Contexto e oposição ao acordo
O acordo UE-Mercosul, firmado em janeiro de 2026 após mais de 25 anos de negociações, prevê a redução ou eliminação gradual de tarifas entre os blocos. Críticos, incluindo agricultores e ambientalistas, argumentam que o tratado pode prejudicar produtores locais ao permitir a entrada de produtos mais baratos, como carne bovina, açúcar e frango, provenientes do Brasil, Argentina, Paraguai e Uruguai. O vice-primeiro-ministro polonês destacou preocupações com a segurança alimentar e a proteção do mercado interno europeu.
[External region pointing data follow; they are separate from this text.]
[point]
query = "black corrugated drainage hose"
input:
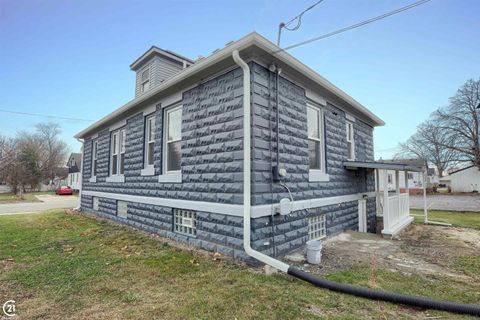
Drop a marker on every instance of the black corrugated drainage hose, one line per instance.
(421, 302)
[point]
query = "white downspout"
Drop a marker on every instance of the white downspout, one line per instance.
(81, 175)
(246, 171)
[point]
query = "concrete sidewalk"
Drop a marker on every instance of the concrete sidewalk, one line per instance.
(447, 202)
(48, 202)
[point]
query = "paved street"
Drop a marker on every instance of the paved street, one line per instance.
(447, 202)
(49, 202)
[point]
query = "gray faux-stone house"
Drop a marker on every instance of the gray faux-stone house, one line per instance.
(171, 161)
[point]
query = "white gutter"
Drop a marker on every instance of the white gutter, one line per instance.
(252, 39)
(247, 173)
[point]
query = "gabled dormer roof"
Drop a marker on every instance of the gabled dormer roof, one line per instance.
(221, 59)
(161, 52)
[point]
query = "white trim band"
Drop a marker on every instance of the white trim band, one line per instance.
(228, 209)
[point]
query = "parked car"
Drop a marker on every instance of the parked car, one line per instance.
(64, 190)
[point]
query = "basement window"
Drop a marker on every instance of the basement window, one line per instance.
(185, 221)
(317, 227)
(122, 209)
(95, 202)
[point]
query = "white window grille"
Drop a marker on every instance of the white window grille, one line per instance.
(350, 141)
(317, 227)
(122, 209)
(173, 140)
(95, 204)
(149, 140)
(315, 138)
(185, 221)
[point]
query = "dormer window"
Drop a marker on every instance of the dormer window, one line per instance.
(145, 80)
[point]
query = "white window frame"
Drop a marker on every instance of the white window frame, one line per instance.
(166, 141)
(122, 209)
(143, 82)
(185, 222)
(318, 175)
(95, 203)
(149, 141)
(317, 227)
(350, 135)
(94, 158)
(117, 148)
(114, 148)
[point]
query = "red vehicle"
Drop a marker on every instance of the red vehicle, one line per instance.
(64, 190)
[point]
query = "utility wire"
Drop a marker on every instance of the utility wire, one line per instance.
(299, 21)
(299, 17)
(44, 115)
(353, 26)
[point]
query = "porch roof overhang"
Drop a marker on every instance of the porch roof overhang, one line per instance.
(354, 165)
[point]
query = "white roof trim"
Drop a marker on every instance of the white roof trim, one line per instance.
(224, 53)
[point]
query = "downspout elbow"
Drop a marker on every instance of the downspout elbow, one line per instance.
(247, 171)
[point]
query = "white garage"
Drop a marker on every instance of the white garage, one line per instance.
(463, 180)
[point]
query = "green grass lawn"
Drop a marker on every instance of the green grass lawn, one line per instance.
(456, 218)
(58, 265)
(27, 197)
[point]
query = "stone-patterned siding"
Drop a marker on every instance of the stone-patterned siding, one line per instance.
(212, 166)
(293, 144)
(212, 144)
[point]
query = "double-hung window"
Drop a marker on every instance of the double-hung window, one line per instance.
(145, 80)
(316, 144)
(173, 139)
(350, 141)
(315, 137)
(149, 140)
(117, 158)
(94, 158)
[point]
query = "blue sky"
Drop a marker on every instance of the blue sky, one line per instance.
(71, 58)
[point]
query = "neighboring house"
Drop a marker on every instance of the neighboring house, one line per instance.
(415, 179)
(463, 180)
(74, 165)
(171, 161)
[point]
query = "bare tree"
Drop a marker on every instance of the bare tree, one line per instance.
(426, 144)
(460, 122)
(31, 158)
(54, 151)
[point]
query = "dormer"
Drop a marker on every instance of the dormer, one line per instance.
(155, 66)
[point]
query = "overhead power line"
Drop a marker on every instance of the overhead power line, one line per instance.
(44, 115)
(353, 26)
(299, 21)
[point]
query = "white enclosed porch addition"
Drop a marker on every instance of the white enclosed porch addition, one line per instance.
(394, 205)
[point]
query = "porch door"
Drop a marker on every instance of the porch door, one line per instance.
(362, 215)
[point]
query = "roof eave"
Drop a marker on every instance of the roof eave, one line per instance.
(252, 38)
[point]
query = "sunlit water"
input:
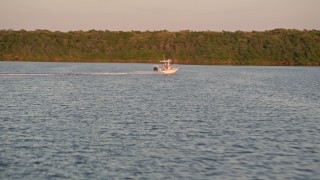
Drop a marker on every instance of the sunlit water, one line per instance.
(110, 121)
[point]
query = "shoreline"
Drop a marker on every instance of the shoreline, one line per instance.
(157, 62)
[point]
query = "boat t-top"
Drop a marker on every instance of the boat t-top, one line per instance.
(166, 68)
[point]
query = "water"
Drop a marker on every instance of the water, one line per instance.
(123, 121)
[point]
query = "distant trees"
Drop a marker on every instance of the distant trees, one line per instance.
(274, 47)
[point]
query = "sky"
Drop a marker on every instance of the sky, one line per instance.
(153, 15)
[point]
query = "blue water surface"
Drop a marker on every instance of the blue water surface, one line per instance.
(124, 121)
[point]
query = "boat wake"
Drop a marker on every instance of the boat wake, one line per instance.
(79, 74)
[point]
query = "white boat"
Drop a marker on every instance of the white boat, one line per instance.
(166, 68)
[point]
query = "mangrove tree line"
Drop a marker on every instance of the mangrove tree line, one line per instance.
(274, 47)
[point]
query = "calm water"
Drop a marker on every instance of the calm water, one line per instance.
(123, 121)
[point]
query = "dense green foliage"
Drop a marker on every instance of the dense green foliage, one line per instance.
(275, 47)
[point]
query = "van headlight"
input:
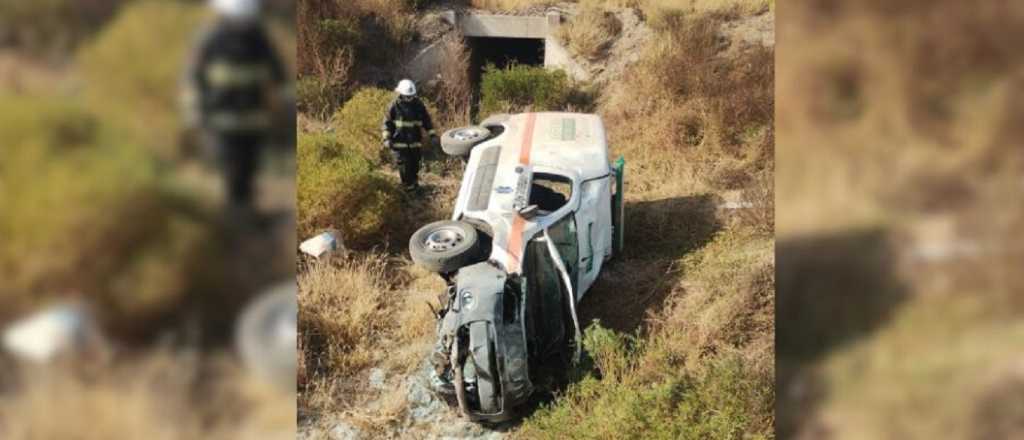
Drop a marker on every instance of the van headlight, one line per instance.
(468, 301)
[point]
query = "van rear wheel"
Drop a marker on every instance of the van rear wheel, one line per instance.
(459, 141)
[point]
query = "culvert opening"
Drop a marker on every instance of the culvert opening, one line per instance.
(500, 52)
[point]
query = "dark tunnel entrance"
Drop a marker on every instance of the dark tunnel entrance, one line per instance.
(500, 52)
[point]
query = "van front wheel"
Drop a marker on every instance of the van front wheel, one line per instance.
(443, 247)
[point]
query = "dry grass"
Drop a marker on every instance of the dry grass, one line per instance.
(705, 287)
(698, 290)
(355, 314)
(714, 113)
(590, 32)
(157, 395)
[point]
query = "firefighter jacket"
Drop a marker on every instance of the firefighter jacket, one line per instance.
(231, 78)
(403, 123)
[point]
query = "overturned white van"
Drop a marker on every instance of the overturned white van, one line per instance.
(539, 213)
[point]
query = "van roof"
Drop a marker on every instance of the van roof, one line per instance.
(560, 140)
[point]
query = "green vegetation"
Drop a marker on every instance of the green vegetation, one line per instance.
(131, 88)
(521, 88)
(688, 352)
(357, 123)
(705, 370)
(333, 35)
(73, 182)
(338, 188)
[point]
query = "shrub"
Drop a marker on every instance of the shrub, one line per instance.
(130, 87)
(338, 188)
(590, 33)
(89, 215)
(357, 124)
(522, 88)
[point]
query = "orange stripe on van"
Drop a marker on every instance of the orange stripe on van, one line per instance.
(518, 224)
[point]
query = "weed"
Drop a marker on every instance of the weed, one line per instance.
(338, 188)
(140, 94)
(522, 88)
(590, 33)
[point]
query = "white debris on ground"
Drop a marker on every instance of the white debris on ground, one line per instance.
(65, 330)
(324, 245)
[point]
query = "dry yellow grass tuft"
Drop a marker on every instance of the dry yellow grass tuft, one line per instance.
(591, 32)
(356, 313)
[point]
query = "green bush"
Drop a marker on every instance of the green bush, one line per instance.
(86, 212)
(357, 123)
(523, 88)
(133, 68)
(340, 189)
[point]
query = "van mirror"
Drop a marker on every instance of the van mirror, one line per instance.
(528, 212)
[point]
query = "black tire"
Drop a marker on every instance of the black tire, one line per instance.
(265, 335)
(487, 381)
(495, 120)
(459, 141)
(443, 247)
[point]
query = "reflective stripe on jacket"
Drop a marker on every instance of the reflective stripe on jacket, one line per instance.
(403, 121)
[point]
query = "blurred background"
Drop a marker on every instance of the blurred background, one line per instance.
(139, 298)
(900, 310)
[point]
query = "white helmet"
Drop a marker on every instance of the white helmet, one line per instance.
(240, 9)
(406, 88)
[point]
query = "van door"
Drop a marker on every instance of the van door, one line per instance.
(594, 231)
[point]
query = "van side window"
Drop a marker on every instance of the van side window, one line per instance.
(563, 233)
(550, 191)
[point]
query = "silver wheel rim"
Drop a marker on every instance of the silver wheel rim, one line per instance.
(467, 133)
(443, 239)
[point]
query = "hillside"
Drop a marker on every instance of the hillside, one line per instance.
(680, 331)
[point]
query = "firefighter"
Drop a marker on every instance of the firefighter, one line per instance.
(229, 88)
(404, 122)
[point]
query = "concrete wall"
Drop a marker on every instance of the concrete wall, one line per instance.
(426, 64)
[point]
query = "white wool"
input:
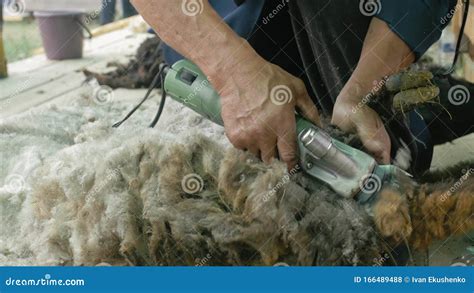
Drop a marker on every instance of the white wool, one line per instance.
(77, 147)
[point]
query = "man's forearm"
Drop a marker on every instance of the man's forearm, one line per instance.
(202, 37)
(383, 54)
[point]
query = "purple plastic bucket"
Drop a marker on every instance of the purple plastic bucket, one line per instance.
(62, 34)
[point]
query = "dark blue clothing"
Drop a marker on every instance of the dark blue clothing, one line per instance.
(418, 22)
(241, 18)
(321, 41)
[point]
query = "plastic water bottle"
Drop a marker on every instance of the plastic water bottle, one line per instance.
(447, 48)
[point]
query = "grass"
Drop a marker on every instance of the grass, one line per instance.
(20, 39)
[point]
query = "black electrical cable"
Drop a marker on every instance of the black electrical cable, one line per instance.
(466, 4)
(158, 77)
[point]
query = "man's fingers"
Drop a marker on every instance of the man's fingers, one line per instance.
(287, 146)
(308, 109)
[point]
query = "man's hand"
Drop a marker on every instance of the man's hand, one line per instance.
(258, 98)
(383, 54)
(258, 109)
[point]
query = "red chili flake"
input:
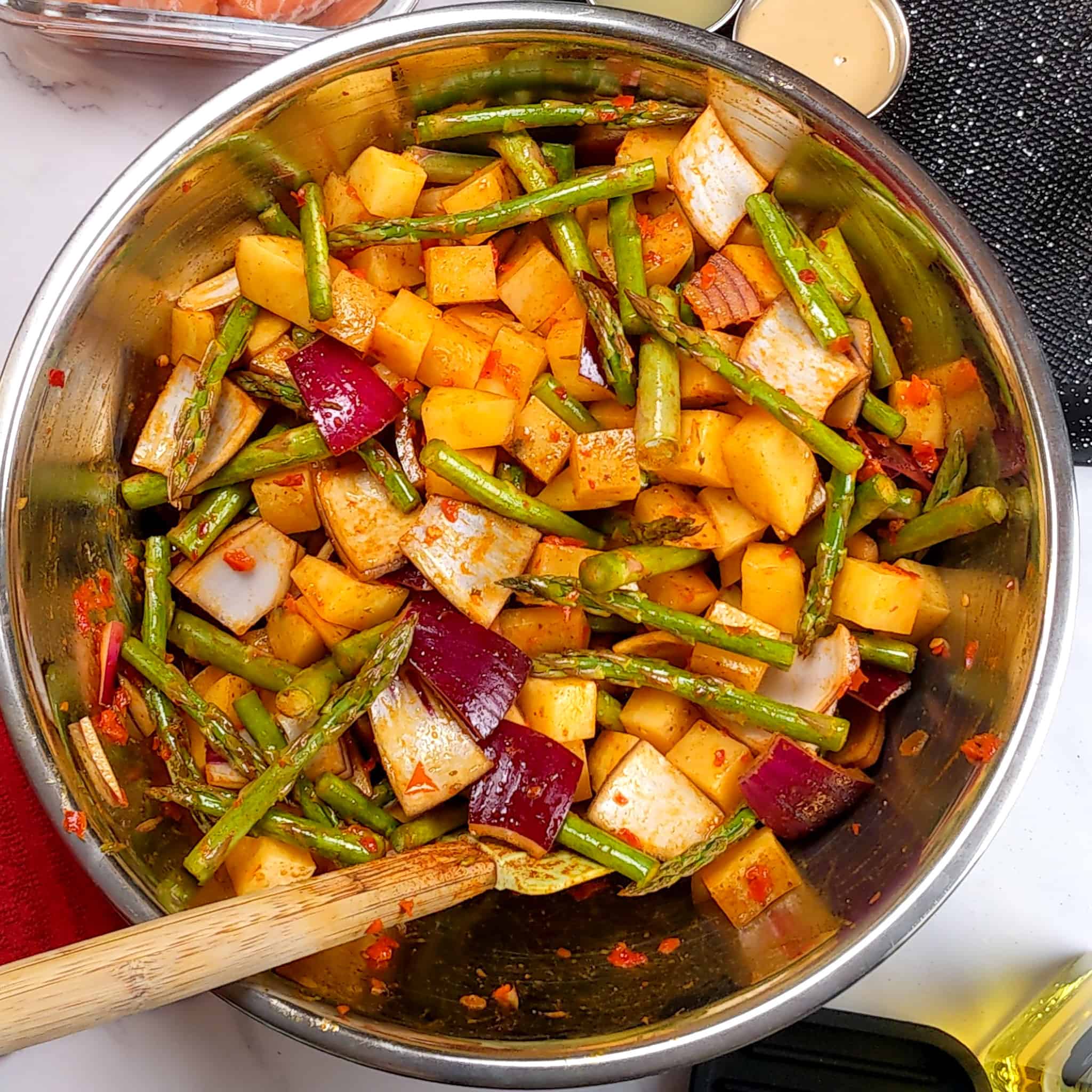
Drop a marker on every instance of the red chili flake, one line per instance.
(759, 882)
(76, 823)
(982, 747)
(623, 956)
(239, 560)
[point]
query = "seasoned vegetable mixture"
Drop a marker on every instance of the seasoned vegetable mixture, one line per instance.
(576, 507)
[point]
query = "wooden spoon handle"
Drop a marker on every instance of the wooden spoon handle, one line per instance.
(162, 961)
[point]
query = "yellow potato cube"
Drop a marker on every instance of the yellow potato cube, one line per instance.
(387, 184)
(460, 275)
(604, 465)
(342, 600)
(774, 584)
(561, 709)
(403, 333)
(735, 525)
(468, 419)
(657, 718)
(714, 762)
(774, 472)
(453, 357)
(607, 752)
(876, 596)
(749, 876)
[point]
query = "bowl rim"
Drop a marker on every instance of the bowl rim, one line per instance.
(567, 1063)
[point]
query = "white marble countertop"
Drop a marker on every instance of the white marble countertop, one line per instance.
(68, 125)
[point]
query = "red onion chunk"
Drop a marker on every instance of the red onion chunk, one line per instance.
(525, 799)
(881, 686)
(476, 672)
(797, 793)
(109, 650)
(347, 399)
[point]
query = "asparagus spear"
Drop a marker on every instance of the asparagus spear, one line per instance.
(211, 722)
(549, 114)
(830, 556)
(341, 847)
(825, 732)
(596, 186)
(625, 237)
(604, 573)
(157, 605)
(340, 712)
(292, 448)
(389, 471)
(823, 440)
(695, 858)
(581, 837)
(961, 516)
(191, 428)
(503, 498)
(556, 398)
(350, 803)
(784, 247)
(210, 645)
(203, 524)
(639, 608)
(659, 410)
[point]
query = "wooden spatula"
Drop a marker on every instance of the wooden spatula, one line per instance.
(147, 966)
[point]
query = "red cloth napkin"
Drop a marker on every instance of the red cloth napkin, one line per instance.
(46, 899)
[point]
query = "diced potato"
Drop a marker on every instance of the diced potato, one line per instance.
(749, 876)
(391, 266)
(688, 590)
(680, 503)
(540, 440)
(427, 755)
(286, 499)
(667, 246)
(604, 465)
(774, 584)
(648, 801)
(237, 598)
(784, 352)
(744, 672)
(536, 630)
(343, 600)
(535, 285)
(876, 596)
(657, 718)
(655, 144)
(190, 333)
(453, 357)
(606, 753)
(467, 419)
(712, 179)
(403, 332)
(257, 864)
(360, 520)
(714, 762)
(774, 472)
(387, 184)
(735, 525)
(436, 486)
(922, 403)
(464, 551)
(293, 638)
(966, 400)
(700, 460)
(460, 275)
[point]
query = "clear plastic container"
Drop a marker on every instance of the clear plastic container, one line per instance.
(93, 27)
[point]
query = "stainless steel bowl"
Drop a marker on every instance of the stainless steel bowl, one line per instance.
(102, 316)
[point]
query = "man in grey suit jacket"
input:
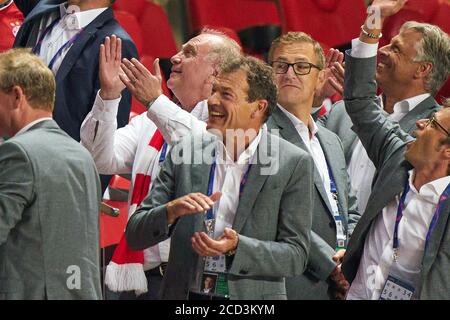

Posições divergentes na União Europeia
A resistência ao acordo ganhou força no Parlamento Europeu, que encaminhou o tratado para análise do Tribunal de Justiça da UE. A França, representada pelo presidente Emmanuel Macron, classificou como uma 'má surpresa' a decisão de acelerar a aplicação provisória do acordo, temendo impactos negativos no setor agrícola. Em contrapartida, países como Alemanha e Espanha apoiam o tratado, enxergando oportunidades para ampliar exportações, reduzir a dependência da China e garantir acesso a minerais estratégicos.